Habertürk yazarı Umur Talu, Yargıtay 16. Ceza Dairesi'nin, 274 sanıklı Ergenekon davasında, "Örgüt yok, hukuka aykırı delilller var" hükmüne vararak İstanbul 13. Ağır Ceza Mahkemesi'nin kararını hem usul, hem de esas bakımından bozmasına ilişkin olarak, "Yargıtay kararıyla 'Dava esastan çökmüştür' deniyor. İktidar, bu dava(lar) sayesinde 'Askeri vesayeti bitirmek'le övünmedi mi? Madem dava esastan çökmüştür, o vakit İktidar nasıl hiçbir şey olmamış gibi ayakta dik durabilir? Hiçbir utancı, özrü, özeleştirisi, hesap verme ameliyesi olmaz mı?" diye sordu.

Umur Talu'nun Habertürk'te "Dava çökmüştür… İktidar ayaktadır!" başlığıyla yayımlanan (23 Nisan 2016) yazısından bazı bölümler şöyle:

“İktidar”ın ilk 5 yılını “darbe ihtimali” ile geçirdik.

2007’den 2013’e “darbecilere darbe”yle geçirdik.

2013’ten itibaren “darbecilere darbe yapanların darbeci olduğu”yla ve“darbecilerin başka darbeciler tarafından yapılan darbe teşebbüsünün kumpas kurbanı olduğu”yla geçirmeye koyulduk.

Bu arada gördüğünüz gibi “İktidar” hiç yanılmıyor.

Hep her şeyi bilen, her şeyin en iyisini ve doğrusunu bilen, öteki herkesi cehaletle, müsveddelikle, hainlikle suçlayan o.

Yanıltılmış, yanılmış, yanıltmış ama her zaman hiç yanılmaz olduğuna inanmamızı bekleyen o!

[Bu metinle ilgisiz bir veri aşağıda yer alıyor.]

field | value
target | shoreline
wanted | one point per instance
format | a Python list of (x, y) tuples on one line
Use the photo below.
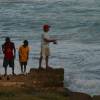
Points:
[(39, 84)]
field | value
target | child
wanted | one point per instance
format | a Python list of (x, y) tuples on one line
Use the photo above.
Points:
[(23, 56)]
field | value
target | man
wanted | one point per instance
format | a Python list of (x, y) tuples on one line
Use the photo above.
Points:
[(9, 52), (45, 40), (23, 56)]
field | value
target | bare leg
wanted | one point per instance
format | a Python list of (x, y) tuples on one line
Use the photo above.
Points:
[(24, 68), (21, 68), (5, 70), (40, 61), (13, 70), (46, 60)]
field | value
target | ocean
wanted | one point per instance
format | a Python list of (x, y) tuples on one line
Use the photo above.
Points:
[(76, 26)]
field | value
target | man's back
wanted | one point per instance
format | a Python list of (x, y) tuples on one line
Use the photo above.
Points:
[(8, 48)]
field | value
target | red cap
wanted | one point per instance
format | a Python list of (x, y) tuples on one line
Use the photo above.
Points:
[(46, 26)]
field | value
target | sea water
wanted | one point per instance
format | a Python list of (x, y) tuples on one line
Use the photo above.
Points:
[(76, 26)]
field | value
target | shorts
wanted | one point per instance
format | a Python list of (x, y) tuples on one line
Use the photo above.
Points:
[(7, 62), (23, 63), (45, 52)]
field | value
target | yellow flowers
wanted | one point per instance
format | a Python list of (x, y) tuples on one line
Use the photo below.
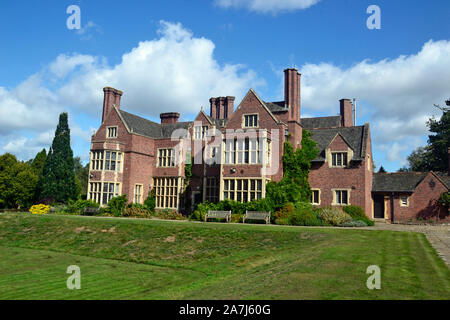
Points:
[(39, 209)]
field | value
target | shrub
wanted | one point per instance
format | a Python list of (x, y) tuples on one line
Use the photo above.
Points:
[(136, 210), (78, 206), (304, 215), (237, 218), (357, 213), (354, 223), (168, 214), (150, 201), (40, 209), (333, 216), (201, 210), (116, 205)]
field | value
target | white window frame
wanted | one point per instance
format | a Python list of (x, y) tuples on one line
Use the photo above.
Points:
[(165, 158), (335, 197), (402, 204), (343, 155), (254, 123), (312, 197), (111, 132)]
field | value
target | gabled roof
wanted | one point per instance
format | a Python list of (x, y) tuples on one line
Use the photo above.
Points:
[(397, 182), (321, 122), (149, 128), (355, 137)]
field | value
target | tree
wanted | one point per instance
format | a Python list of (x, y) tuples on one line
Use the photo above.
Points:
[(37, 164), (81, 177), (57, 181), (433, 157), (294, 187), (17, 183)]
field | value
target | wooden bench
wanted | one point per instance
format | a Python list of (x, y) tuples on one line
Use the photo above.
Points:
[(257, 215), (218, 215), (90, 210)]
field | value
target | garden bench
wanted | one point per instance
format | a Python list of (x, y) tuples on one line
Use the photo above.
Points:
[(218, 215), (257, 215), (91, 211)]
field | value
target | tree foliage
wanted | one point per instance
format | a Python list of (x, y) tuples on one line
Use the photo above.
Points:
[(433, 157), (57, 181), (17, 183), (294, 186)]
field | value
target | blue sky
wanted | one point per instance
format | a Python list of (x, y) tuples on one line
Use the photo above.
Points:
[(174, 55)]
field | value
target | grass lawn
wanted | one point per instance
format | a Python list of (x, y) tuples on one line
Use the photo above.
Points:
[(151, 259)]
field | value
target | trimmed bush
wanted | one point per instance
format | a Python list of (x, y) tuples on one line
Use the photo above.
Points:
[(116, 206), (304, 215), (354, 223), (333, 216), (77, 207), (357, 213)]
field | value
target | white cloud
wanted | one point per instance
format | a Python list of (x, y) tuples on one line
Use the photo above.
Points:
[(176, 72), (267, 6), (397, 94)]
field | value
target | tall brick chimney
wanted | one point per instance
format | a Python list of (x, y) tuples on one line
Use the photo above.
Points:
[(221, 107), (346, 113), (448, 155), (169, 117), (111, 98), (292, 93)]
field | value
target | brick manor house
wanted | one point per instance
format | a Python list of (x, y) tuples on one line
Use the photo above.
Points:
[(236, 151)]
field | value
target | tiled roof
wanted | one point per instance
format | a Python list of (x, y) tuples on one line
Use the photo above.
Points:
[(444, 178), (321, 122), (278, 106), (355, 137), (149, 128), (397, 182)]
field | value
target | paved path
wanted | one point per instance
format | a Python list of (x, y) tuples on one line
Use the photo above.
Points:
[(438, 235)]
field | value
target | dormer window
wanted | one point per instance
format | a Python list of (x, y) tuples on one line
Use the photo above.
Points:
[(339, 159), (200, 132), (112, 132), (250, 121)]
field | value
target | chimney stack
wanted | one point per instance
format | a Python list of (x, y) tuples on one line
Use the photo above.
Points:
[(448, 155), (169, 117), (111, 98), (292, 93), (221, 107), (346, 113)]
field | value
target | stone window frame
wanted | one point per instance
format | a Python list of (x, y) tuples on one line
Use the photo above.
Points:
[(99, 161), (243, 189), (200, 132), (344, 164), (402, 204), (109, 131), (138, 196), (166, 157), (312, 196), (97, 191), (335, 190), (246, 116), (167, 192)]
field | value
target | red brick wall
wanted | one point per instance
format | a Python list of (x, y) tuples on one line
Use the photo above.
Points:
[(422, 202)]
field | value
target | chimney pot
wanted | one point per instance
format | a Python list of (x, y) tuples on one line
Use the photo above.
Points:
[(346, 112), (169, 117), (111, 98)]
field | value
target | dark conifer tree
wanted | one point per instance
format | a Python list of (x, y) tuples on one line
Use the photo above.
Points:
[(57, 181)]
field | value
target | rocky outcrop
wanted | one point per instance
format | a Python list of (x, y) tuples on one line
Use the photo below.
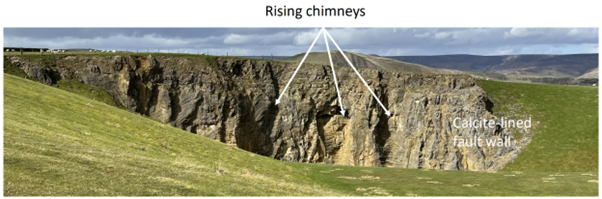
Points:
[(232, 100)]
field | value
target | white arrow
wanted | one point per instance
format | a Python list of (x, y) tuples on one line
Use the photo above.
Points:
[(334, 75), (358, 74), (302, 60)]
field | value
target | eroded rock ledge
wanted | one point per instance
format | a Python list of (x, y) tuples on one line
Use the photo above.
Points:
[(232, 100)]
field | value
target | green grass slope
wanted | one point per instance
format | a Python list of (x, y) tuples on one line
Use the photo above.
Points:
[(567, 136), (57, 143)]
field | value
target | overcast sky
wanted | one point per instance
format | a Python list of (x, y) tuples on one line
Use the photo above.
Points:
[(290, 41)]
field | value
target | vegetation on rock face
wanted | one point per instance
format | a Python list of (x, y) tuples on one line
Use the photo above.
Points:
[(567, 133), (57, 143), (233, 100)]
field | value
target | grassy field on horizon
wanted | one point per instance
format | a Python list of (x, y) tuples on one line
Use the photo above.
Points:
[(566, 138), (57, 143)]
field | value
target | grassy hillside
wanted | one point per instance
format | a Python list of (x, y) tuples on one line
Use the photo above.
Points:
[(567, 137), (572, 65), (60, 143), (365, 61)]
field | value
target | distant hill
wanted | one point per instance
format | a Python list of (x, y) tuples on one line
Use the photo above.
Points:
[(366, 61), (574, 65)]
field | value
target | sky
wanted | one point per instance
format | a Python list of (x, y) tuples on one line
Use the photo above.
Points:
[(292, 41)]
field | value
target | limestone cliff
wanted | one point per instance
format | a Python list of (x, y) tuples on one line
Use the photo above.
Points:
[(232, 100)]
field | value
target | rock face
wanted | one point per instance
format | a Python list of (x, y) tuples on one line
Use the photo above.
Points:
[(233, 101)]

Nitekim Ergenekon’da “Savcıysa savcı” olanlar artık “Hakim!”

Ergenekon savcıları ise “Hain!”

Yani savcılar milleti yanıltmış, kumpas kurmuş, artık “terör örgütü üyesi” bile sayılıyorlar; lakin o gün “Ben de savcıyım” diyenler daha da terfi etmiş!

***

Yargıtay kararıyla “Dava esastan çökmüştür” deniyor.

Fakat “esas” ne?

“Esas”ın içinde “İktidar esansı” da yok mu?

“İktidar” da milleti bu davaya inandırmadı mı, inandırmak için uğraşmadı mı?

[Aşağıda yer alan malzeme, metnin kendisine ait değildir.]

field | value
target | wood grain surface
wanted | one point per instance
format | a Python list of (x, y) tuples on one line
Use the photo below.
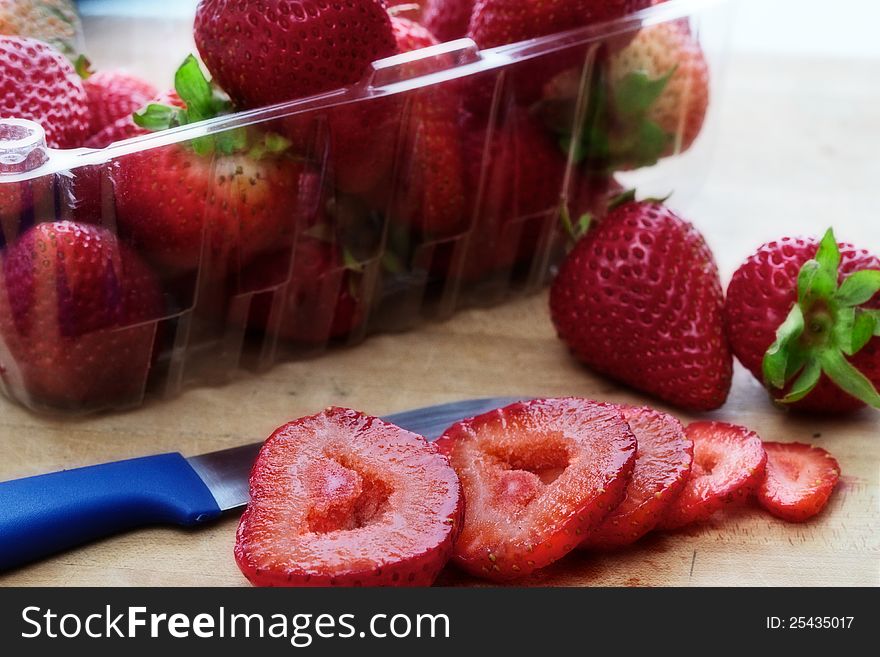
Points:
[(797, 152)]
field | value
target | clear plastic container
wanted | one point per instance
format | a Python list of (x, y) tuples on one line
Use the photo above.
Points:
[(375, 231)]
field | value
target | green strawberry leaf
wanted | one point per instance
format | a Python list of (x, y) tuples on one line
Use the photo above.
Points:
[(231, 141), (858, 288), (864, 328), (828, 254), (623, 198), (636, 92), (83, 67), (848, 378), (805, 383), (875, 314), (778, 359), (843, 330), (815, 282), (155, 117), (194, 89)]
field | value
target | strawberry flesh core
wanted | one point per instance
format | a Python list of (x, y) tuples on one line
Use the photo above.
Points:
[(537, 476), (729, 465), (344, 499), (800, 479)]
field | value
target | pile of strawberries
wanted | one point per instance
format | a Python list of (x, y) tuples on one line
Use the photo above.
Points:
[(343, 499), (451, 183)]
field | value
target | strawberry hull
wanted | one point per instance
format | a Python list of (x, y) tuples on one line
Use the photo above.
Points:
[(432, 180)]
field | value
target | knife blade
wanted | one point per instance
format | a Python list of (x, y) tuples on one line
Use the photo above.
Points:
[(48, 513), (226, 472)]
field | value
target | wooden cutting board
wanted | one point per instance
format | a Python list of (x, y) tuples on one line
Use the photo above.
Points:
[(793, 156)]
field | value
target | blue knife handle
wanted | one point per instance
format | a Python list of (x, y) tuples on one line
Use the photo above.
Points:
[(49, 513)]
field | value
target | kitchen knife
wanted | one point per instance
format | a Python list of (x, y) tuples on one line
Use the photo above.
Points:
[(52, 512)]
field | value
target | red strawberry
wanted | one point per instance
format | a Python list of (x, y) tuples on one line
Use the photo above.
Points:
[(811, 341), (236, 191), (38, 83), (514, 176), (343, 499), (639, 299), (448, 19), (280, 51), (660, 83), (125, 128), (800, 479), (429, 192), (76, 312), (113, 95), (21, 203), (55, 22), (729, 463), (663, 465), (537, 476), (499, 22), (319, 301)]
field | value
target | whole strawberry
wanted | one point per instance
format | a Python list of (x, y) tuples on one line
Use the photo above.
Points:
[(113, 95), (77, 318), (448, 19), (499, 22), (803, 316), (639, 299), (514, 174), (55, 22), (39, 84), (428, 195), (235, 192), (317, 290), (660, 86), (282, 50)]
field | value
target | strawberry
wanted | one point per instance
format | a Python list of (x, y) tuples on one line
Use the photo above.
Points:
[(514, 175), (660, 88), (729, 465), (804, 317), (39, 84), (76, 318), (448, 19), (280, 51), (639, 299), (113, 95), (237, 190), (800, 479), (55, 22), (318, 294), (343, 499), (537, 476), (429, 193), (125, 127), (499, 22), (663, 465), (21, 203)]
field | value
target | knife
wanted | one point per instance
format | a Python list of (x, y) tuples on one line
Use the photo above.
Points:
[(49, 513)]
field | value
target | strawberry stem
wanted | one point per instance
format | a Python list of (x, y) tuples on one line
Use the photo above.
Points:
[(825, 326)]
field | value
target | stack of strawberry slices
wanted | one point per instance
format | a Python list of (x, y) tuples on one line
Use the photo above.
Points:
[(344, 499)]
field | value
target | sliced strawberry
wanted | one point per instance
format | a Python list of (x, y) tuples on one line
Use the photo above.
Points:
[(343, 499), (537, 476), (800, 479), (729, 463), (663, 465)]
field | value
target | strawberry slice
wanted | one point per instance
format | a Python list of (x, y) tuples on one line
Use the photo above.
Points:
[(537, 476), (800, 479), (729, 465), (663, 465), (343, 499)]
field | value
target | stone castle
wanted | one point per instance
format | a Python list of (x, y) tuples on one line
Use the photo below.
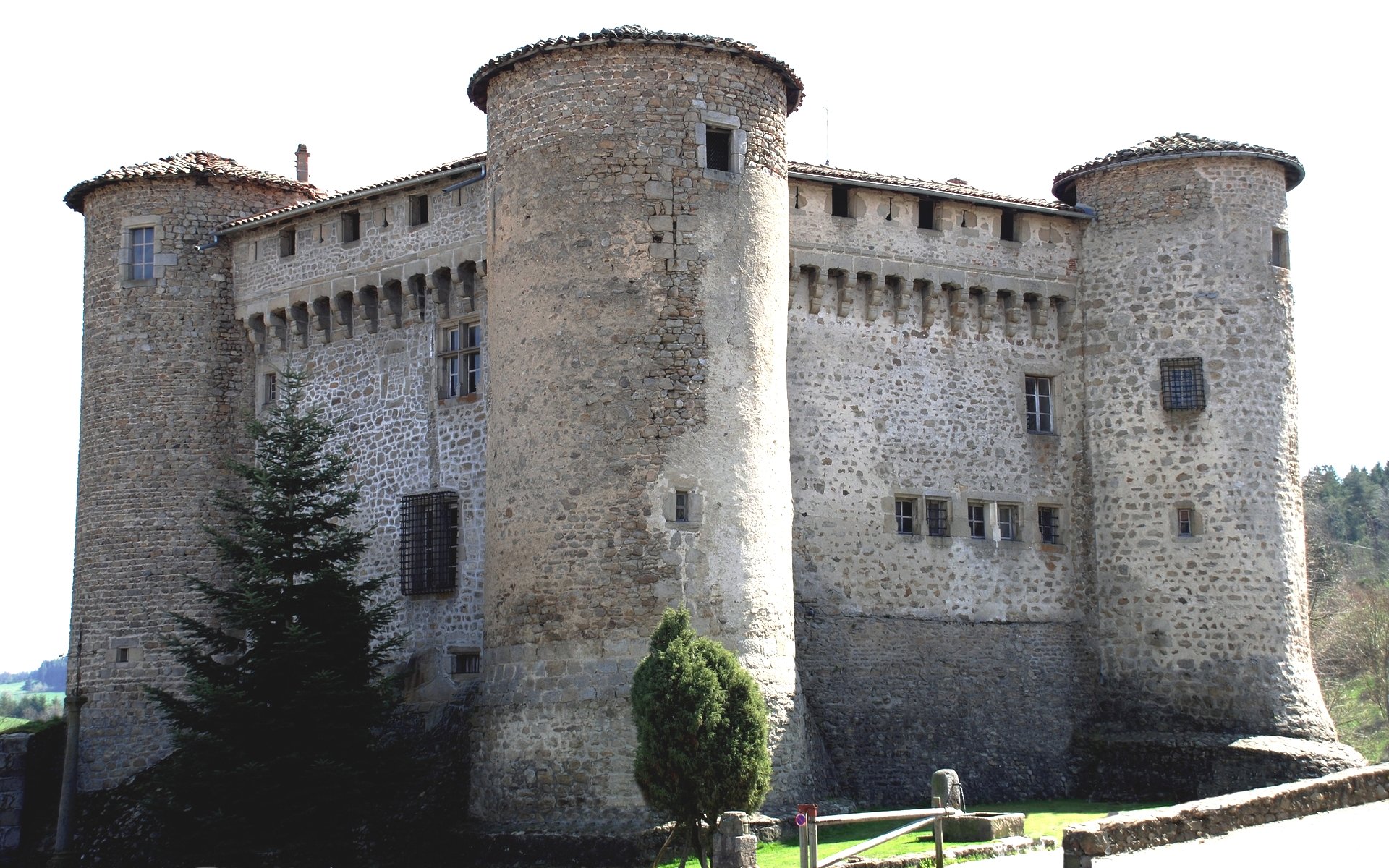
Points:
[(966, 480)]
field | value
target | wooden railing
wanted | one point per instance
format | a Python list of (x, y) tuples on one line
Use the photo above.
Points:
[(809, 822)]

Bu dava(lar) sayesinde “Askeri vesayeti bitirmek”le övünmedi mi?

Şimdi “kumpasçı, darbeci, casus, hain, terör örgütü üyesi” denen hakim, savcı ve polis şeflerini o makamlara bizzat getirmedi mi?

Madem dava esastan çökmüştür, o vakit İktidar nasıl hiçbir şey olmamış gibi ayakta dik durabilir? Hiçbir utancı, özrü, özeleştirisi, hesap verme ameliyesi olmaz mı?

***

Bugün “darbeci” dediklerinle işbirliği yapıp dün “darbeci” dediklerini halledeceksin…

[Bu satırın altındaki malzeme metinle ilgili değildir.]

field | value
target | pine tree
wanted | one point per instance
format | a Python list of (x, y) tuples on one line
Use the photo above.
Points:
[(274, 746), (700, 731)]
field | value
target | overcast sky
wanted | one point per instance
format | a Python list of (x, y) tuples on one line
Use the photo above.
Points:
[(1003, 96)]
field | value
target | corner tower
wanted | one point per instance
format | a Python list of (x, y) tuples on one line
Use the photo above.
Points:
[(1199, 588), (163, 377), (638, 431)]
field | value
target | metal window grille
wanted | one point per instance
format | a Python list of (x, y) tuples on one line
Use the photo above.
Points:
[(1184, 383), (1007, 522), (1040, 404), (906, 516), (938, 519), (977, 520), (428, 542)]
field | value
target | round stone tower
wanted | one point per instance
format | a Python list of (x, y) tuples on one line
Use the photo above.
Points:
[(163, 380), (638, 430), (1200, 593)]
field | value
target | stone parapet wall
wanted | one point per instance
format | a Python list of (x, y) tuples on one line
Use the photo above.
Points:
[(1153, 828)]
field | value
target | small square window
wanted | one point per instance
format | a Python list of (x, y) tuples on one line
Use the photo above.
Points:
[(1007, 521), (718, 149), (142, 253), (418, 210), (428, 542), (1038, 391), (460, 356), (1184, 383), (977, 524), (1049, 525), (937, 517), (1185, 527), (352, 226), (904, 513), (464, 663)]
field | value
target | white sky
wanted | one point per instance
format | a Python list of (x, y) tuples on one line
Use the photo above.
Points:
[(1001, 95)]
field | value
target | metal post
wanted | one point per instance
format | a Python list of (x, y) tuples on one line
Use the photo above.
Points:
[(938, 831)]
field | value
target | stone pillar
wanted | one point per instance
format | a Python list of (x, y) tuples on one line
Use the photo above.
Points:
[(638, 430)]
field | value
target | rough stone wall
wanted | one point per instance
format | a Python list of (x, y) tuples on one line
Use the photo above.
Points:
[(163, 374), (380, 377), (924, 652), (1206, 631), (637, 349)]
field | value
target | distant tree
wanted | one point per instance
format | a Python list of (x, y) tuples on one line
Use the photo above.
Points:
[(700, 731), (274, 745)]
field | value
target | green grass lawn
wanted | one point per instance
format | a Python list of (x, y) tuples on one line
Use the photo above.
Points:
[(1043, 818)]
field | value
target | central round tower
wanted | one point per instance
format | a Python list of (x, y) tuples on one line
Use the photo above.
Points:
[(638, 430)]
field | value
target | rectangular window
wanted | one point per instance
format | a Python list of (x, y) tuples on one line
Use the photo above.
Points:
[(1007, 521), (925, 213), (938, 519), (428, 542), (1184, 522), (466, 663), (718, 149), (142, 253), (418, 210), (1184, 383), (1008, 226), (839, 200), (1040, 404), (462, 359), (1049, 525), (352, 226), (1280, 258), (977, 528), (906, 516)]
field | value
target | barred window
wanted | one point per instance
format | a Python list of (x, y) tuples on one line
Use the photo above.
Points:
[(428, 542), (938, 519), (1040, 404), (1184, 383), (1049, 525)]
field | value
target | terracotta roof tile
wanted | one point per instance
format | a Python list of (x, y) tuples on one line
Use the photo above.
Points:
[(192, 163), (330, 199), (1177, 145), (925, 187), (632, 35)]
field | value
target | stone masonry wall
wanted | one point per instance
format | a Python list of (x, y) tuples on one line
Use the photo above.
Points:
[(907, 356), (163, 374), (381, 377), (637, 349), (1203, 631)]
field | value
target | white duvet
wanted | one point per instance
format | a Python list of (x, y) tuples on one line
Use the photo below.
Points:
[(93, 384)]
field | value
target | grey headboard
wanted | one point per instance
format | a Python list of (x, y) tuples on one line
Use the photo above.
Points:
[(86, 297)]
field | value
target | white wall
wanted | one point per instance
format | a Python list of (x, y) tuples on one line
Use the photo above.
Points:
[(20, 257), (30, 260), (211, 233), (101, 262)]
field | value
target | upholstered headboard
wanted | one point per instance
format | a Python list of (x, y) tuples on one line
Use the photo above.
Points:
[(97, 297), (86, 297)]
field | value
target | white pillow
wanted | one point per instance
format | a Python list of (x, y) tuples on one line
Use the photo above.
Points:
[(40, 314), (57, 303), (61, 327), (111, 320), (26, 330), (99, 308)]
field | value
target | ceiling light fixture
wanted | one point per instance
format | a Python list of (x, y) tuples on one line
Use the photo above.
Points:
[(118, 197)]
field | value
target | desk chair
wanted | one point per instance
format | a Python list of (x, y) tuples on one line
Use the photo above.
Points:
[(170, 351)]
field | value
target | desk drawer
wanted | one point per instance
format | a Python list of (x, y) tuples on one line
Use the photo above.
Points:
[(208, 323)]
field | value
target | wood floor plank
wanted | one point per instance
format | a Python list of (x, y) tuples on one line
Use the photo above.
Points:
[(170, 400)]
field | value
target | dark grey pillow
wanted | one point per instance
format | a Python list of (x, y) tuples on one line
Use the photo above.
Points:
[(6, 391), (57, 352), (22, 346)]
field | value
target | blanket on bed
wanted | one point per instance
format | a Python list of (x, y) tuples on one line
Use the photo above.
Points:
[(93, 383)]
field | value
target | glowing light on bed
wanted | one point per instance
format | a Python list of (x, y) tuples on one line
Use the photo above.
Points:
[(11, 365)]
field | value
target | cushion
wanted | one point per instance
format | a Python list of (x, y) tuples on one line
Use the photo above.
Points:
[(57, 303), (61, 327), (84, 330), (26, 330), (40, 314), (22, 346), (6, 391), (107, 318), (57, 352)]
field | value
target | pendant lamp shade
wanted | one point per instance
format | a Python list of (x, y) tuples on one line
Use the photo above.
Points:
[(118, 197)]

Sonra bugün ikincileri “kumpas kurbanı” ilan edip birincileri halletmeye soyunacaksın…

Ama hiç utanmayacaksın!

Ya herkesi bir ötekine karşı kullanıp çöpe atacak, perişan edecek kadar zeki, çevik, ahlaklı ve de pişkin olmak lazım…

Ya durmadan kandırılacak, yanılacak, yanıltılacak, yanıltacak kadar ne yaptığını bilmez, şaşkın, saf, naif olmak şart.

Normal hukuk devleti ve demokrasiye ikisi de bir noktadan sonra çok ağır gelir ama zeytinyağı gibi hep su üstüne çıkınca İktidar hafifliyor olmalı!

(Şahsi kanaatim, adı, planı, hiyerarşisi ne olursa olsun 2002’den beri “darbe tasavvur, heves, plan ve tasarıları” olduğu yönünde. İnancım hep böyle. Bu tabii ki yargılamanın eksik, geçersiz; hele hele yargılanan, mahkum edilen kimi insanın tamamen masum olduğu gerçeğini değiştirmez. İktidarın, ortağının ve dönemin hayatını, hayatından yıllarını çaldığı, haysiyetiyle oynadığı herkese tazminat ve hesap verme yükümlülüğünü de!)